Sunday, July 29, 2007

Difficult topic

Saw this post http://aspecialfamily.blogspot.com/ on a friend's blog, and thought it was an excellent one regarding "Disruption." Not a popular topic among pre-adoptive parents. "We'd never disrupt our adoption..." but nevertheless, It Happens. I personally know of a handful of families who actually HAVE disrupted their adoptions, and it is not a pretty sight.

Since Ukie adoptions are usually for "older kids" and truthfully, most of those "older kids" have endured some degree of abuse - if not at the hands of their birth family, then perhaps at the orphanage where other children or "care-givers" have been abusive, I think this topic is way under-discussed in Ukrainian adoption circles, and potential problems of adopting older kids unaddressed in pre-adoption support groups. I know in my own adoption group the potential problems for artificial twinning are practically scoffed at. -It has worked beautifully for many families and those families are rather vocal about how dumb it is to be worried about. Well, uh, I do know of at least One family that adopted out of birth order, and that son was horribly abusive to their younger child. They disrupted that adoption for safety reasons.
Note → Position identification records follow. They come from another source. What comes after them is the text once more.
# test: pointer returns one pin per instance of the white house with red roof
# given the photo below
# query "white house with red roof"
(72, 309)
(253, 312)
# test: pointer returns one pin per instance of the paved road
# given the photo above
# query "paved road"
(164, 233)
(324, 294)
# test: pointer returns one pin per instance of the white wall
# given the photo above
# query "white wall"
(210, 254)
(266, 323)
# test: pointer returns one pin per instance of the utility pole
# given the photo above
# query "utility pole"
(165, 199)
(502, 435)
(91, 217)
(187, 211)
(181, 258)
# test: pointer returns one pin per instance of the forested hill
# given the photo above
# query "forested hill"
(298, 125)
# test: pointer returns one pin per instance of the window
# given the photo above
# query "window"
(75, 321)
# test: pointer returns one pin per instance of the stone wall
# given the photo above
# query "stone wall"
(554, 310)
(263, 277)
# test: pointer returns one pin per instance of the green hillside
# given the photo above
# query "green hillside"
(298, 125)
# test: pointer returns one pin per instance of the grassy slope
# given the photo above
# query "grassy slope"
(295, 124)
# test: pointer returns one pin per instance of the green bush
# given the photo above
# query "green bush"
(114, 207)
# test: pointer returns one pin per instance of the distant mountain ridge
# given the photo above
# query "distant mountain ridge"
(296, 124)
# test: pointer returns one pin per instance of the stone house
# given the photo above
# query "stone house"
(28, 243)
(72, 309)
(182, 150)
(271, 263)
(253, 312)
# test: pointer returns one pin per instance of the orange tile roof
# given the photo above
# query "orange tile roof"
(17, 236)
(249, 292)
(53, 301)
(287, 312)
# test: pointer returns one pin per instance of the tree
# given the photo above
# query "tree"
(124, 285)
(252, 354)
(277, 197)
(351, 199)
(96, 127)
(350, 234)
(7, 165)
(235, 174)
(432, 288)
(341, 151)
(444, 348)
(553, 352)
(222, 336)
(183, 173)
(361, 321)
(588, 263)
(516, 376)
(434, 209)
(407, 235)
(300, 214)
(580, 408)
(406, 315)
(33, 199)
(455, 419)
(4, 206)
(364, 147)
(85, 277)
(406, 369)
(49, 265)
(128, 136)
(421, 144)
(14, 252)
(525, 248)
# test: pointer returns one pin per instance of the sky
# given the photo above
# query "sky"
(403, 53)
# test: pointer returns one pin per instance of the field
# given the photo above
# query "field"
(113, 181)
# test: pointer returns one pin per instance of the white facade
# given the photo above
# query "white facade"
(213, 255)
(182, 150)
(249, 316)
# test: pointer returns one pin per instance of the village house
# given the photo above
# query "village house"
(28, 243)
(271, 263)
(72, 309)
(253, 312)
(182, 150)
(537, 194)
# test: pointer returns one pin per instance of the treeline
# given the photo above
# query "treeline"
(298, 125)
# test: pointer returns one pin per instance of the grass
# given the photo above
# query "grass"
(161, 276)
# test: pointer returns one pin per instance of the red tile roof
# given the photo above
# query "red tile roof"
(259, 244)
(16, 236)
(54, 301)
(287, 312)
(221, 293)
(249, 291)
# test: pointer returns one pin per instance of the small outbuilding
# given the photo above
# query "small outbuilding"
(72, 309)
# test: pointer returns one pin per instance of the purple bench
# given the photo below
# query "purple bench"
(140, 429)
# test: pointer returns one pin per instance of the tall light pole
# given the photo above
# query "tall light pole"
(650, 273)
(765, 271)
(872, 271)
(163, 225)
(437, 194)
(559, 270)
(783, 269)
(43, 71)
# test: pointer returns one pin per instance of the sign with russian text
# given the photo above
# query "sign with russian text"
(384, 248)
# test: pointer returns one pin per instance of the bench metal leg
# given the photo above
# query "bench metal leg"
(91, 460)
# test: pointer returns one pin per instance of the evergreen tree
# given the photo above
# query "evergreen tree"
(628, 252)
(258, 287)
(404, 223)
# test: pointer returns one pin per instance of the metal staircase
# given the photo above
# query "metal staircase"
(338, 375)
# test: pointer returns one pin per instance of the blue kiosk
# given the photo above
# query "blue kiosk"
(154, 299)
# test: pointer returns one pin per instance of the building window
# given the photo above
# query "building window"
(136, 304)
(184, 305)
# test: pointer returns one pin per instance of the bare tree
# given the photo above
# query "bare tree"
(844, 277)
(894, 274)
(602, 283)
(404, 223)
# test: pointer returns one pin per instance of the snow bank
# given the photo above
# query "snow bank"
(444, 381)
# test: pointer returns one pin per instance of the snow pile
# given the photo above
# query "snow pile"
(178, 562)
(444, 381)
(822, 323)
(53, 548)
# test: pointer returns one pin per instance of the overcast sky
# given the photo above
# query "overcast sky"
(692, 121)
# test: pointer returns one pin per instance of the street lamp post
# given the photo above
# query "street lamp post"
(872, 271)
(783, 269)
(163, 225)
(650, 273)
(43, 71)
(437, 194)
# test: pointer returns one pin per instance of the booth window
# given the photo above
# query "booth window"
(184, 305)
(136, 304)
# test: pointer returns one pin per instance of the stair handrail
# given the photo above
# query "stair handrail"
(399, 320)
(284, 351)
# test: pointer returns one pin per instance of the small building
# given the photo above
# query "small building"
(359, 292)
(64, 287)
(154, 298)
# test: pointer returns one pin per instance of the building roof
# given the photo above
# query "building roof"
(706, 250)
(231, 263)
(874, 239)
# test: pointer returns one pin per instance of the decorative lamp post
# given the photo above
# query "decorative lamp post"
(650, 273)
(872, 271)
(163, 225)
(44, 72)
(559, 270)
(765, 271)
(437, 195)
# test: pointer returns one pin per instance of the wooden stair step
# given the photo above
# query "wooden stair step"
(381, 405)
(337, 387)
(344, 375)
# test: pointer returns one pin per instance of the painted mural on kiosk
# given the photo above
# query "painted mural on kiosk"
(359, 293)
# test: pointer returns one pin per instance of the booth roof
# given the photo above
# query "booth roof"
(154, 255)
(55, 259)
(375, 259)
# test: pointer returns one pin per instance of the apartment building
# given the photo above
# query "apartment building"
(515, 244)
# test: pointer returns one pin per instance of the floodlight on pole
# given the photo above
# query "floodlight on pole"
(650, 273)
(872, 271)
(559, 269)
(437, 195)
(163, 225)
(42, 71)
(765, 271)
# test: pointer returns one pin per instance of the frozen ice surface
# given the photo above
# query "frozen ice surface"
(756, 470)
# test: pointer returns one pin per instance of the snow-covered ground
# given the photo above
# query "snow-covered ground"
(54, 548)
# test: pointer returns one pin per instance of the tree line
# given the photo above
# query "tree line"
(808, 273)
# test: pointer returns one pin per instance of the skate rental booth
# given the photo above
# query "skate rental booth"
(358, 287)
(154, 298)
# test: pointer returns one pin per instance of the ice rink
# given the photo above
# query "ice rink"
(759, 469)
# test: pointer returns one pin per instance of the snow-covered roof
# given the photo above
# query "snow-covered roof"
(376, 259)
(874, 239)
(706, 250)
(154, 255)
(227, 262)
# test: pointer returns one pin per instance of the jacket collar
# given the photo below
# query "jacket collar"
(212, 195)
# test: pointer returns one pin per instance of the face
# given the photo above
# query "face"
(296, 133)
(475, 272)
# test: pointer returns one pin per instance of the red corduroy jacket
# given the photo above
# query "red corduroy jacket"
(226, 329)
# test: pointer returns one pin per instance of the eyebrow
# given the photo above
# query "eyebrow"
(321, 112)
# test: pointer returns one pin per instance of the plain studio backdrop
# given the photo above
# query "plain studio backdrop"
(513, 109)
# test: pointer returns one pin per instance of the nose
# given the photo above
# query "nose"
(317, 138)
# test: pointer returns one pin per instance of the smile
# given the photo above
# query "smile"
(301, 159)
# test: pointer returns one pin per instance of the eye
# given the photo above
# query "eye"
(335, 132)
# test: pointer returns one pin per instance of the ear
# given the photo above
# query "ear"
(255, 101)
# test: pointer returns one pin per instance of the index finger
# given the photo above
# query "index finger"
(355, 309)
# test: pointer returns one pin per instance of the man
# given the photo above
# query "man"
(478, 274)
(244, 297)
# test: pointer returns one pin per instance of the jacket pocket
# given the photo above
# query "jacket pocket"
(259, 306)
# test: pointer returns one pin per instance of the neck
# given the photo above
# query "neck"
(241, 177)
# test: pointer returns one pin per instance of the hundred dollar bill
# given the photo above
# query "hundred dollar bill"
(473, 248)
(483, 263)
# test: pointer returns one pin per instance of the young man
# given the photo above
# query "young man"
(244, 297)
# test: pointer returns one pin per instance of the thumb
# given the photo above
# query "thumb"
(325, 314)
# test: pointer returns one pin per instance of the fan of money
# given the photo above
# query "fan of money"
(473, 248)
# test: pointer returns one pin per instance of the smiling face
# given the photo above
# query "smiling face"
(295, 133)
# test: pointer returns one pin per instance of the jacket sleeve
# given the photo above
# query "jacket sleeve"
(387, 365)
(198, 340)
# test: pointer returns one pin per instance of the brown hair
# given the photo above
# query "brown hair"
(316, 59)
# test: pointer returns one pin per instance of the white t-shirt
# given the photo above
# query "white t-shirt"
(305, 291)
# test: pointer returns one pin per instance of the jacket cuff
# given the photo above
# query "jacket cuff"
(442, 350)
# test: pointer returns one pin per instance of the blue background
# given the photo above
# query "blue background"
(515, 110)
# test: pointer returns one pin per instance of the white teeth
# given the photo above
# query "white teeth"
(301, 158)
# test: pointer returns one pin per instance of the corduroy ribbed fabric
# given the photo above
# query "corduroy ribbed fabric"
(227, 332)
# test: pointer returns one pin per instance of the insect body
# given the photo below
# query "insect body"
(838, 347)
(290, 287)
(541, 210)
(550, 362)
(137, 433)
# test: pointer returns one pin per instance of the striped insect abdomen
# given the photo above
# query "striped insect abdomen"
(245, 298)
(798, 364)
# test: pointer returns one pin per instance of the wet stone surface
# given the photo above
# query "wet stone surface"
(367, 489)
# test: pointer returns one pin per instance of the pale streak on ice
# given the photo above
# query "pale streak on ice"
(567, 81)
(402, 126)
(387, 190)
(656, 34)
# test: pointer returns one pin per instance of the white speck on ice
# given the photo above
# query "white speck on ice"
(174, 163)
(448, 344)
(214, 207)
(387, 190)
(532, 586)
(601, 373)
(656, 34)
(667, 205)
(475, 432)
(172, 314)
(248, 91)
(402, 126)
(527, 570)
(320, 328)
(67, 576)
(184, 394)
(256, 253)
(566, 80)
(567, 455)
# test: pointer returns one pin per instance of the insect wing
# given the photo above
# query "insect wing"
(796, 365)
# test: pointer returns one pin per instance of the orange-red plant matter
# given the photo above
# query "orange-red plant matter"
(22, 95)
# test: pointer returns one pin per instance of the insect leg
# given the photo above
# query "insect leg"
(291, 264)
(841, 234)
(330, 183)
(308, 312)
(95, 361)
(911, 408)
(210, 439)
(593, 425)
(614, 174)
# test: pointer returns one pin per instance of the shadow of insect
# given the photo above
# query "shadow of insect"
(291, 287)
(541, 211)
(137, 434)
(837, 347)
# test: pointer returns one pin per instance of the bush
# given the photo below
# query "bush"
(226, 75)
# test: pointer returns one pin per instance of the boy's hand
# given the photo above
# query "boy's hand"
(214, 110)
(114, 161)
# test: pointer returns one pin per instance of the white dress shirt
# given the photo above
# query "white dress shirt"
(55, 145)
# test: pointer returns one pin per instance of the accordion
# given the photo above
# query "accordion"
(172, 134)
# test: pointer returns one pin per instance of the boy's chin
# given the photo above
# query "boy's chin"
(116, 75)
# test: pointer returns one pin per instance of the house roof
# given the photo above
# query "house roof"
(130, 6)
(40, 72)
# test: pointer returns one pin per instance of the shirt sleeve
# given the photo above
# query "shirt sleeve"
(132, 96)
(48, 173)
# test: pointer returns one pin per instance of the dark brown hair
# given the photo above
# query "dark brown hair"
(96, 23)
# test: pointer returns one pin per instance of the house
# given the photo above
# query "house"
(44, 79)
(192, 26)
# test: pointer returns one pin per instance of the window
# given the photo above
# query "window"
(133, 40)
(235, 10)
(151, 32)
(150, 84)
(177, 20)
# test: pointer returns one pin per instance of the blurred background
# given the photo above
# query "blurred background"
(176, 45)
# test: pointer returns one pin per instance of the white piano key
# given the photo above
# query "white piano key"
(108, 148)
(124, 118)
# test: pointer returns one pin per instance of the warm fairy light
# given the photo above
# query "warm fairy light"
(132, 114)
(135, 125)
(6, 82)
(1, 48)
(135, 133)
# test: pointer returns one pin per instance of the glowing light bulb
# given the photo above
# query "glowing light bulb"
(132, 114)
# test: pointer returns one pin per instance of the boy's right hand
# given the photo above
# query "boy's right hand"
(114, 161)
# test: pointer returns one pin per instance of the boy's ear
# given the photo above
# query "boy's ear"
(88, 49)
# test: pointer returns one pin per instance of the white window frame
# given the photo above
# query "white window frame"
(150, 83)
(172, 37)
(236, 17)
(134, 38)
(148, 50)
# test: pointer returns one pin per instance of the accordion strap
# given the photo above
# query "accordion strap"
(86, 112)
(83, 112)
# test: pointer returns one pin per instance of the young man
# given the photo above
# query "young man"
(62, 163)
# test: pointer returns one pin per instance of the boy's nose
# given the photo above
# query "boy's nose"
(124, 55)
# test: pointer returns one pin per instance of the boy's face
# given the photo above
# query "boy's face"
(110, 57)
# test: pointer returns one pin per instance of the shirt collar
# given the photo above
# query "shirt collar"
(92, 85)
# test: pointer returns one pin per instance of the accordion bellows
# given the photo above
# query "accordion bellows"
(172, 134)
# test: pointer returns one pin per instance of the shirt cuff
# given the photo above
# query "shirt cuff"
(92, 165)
I myself have a hard time talking about this because well, adopting our three at once who were all "older kids" - and who even have abuse in their backgrounds - has worked out just fine for us. I consider myself an advocate for adopting older kiddos, but I hate that this topic doesn't get more attention because, well, it happens...

1 comment:

Calico Sky said...

Shelly, you are amazing. I look at your family and see nothing but wonderful happyness. But I know that you and John were very strong, child centered and focused. Not a lot of people would of even set out to do what you did. You are also a realist and had faith which helped.
Since I wrote that post, I have had email after email about the number of disruptions people have had. A lot of that (in my humble opinion) is people unprepared. One family told me about a little girl in their China travel group, they came home and about a year later found out she had severe hearing loss. They disrupted! The child didn't fit in with what they wanted...very sad. But then there are people who go in eyes wide open (like yourselves) and you get through it. I hope that I am one of those, like yourself. Eyes wide open, reading everything I can, talking and having faith. But even at this stage, I think too many people get in way over their head.
My social worker said the BIGGEST risk is people who virtual twin. I know several who have, and even though they didn't disrupt, they admit they wanted to...
Getting realistic expectations is vital. I hope (and plan) to adopt older children, I fostered older children and I Know in the depths of my heart, that most adoptive parents can't do it. I know of two families who were told no to older children from Ukraine from a social worker as she didn't feel they were prepared etc and do you know what they did? Got another social worker, roll on two years, both have disrupted. (this is in the US)
I pray for the older orphans waiting each and every day, sometimes 10 times a day. But I also pray that the right families come forward that hae support, realistic expectations and faith to get them through. I also pray they find mentors like you!
OK, I am away for 2 days but I must email you as I have some very very exciting news!